Replication Models: Primary-Backup, Multi-Leader, and Leaderless
LESSON
Replication Models: Primary-Backup, Multi-Leader, and Leaderless
The core idea: Replication models are coordination choices because each one decides where writes become authoritative and where the system pays to reconcile disagreement.
Core Insight
Imagine a product with three kinds of data: account balances, shopping carts, and user preference toggles. Copying each kind of data to several machines is easy to say, but the hard question is different: where is a write allowed to become real?
For account balances, a single strongly controlled write path may be worth the latency because conflicting updates are expensive. For shopping carts, local writes from multiple devices or regions might be acceptable if the merge behavior is clear. For preferences, a leaderless or eventually repaired model may be enough if "last update wins" or another simple rule is acceptable.
Primary-backup, multi-leader, and leaderless replication are three answers to that authority question. They are not just deployment diagrams. They move coordination cost to different moments: before the write, after the write, or across read/write quorum and repair paths.
The trade-off is the whole point. Primary-backup buys clarity by centralizing authority. Multi-leader buys locality by accepting reconciliation. Leaderless buys availability and flexibility by pushing authority into quorums, version metadata, and repair semantics.
Authority, Not Just Copies
A system can have many physical copies while still having one logical write authority. Another system can have many write authorities and therefore more conflict risk. A third system can avoid a permanent leader and instead decide whether enough replicas have participated.
The useful comparison is:
Model Where writes become authoritative
-------------- ---------------------------------------------
Primary-backup one primary path
Multi-leader several regional or shard-local leaders
Leaderless replica quorums plus version/repair semantics
This framing helps avoid a common mistake: choosing a replication model by how scalable it sounds rather than by how the data behaves under conflict.
A balance transfer, a collaborative document edit, and a preference toggle do not have the same conflict cost. A replication model that is excellent for one may be dangerous or needlessly expensive for another.
Primary-Backup: Pay Early for a Clear Writer
Primary-backup centralizes normal write authority. Clients send writes to the primary; backups learn from it.
client -> primary -> backups
That model is attractive when the system needs a simple answer to "what order did writes happen in?" The primary becomes the normal sequencer for a shard, log, or piece of metadata.
It often fits:
- consensus-backed logs
- metadata stores
- strongly ordered control paths
- data where conflicting writes are costly
The benefit is a cleaner correctness story. The system can make most write conflicts disappear by not allowing several normal writers for the same authority domain.

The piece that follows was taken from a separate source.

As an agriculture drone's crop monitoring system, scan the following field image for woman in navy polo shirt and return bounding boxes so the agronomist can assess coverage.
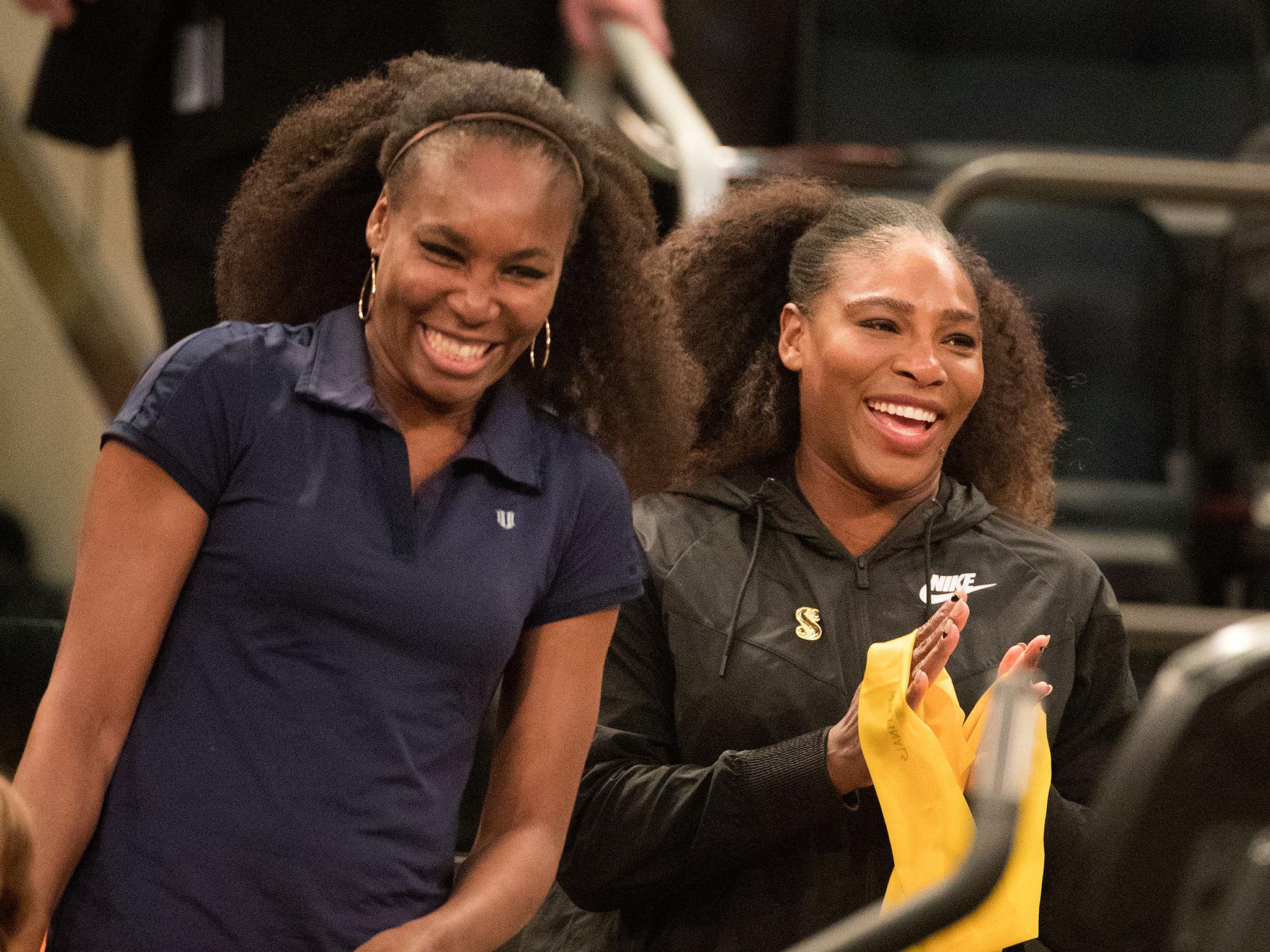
[16,55,686,952]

The cost is concentration:
- the primary can become a bottleneck
- write locality is constrained
- failover behavior matters a lot
- backup lag affects read freshness and recovery
Primary-backup is therefore not "simple and free." It pays coordination cost before or during the write so the rest of the system has less reconciliation to do later.
Multi-Leader: Buy Local Writes, Own Conflicts
Multi-leader replication lets several leaders accept writes, often in different regions or sites:
region A leader <----async----> region B leader
region B leader <----async----> region C leader
This can be the right shape when local write latency and regional autonomy matter. A user in Europe can write to a European leader while a user in Asia writes to an Asian leader, even if the inter-region link is slow or temporarily impaired.

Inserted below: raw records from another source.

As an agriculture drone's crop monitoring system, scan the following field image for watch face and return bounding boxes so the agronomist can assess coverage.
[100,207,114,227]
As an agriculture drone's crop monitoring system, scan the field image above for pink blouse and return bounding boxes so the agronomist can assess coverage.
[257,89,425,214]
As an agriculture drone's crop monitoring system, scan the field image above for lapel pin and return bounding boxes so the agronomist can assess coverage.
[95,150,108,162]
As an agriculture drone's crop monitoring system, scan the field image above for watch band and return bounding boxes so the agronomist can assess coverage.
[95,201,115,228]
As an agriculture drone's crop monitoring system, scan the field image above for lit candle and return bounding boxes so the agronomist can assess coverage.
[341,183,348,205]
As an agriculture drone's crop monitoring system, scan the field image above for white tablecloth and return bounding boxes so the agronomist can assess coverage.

The price is that several writes can be legitimate at the same time. That means global order is no longer simple. Conflicts are not protocol accidents; they are part of the design surface.
Multi-leader works best when at least one of these is true:
- conflicts are rare
- conflicts are easy to merge
- users can resolve conflicts explicitly
- the product can tolerate temporary divergence
- the data model has natural commutative operations
The practical question is not "can we run more leaders?" It is:
Can this product survive several valid writers before reconciliation finishes?
If the answer is no, multi-leader can look fast in the happy path and become expensive during every edge case.
Leaderless: Move Coordination into Quorums and Repair
Leaderless replication removes the fixed primary role. Clients can write to a replica set, and the system uses quorum choices, version metadata, read repair, anti-entropy, and merge policy to converge.
client -> replicas
write quorum
read quorum
versioning / repair / merge
This model can improve availability and locality because no single always-current leader has to be reachable for every operation. But leaderless does not mean "no coordination." It means coordination has moved.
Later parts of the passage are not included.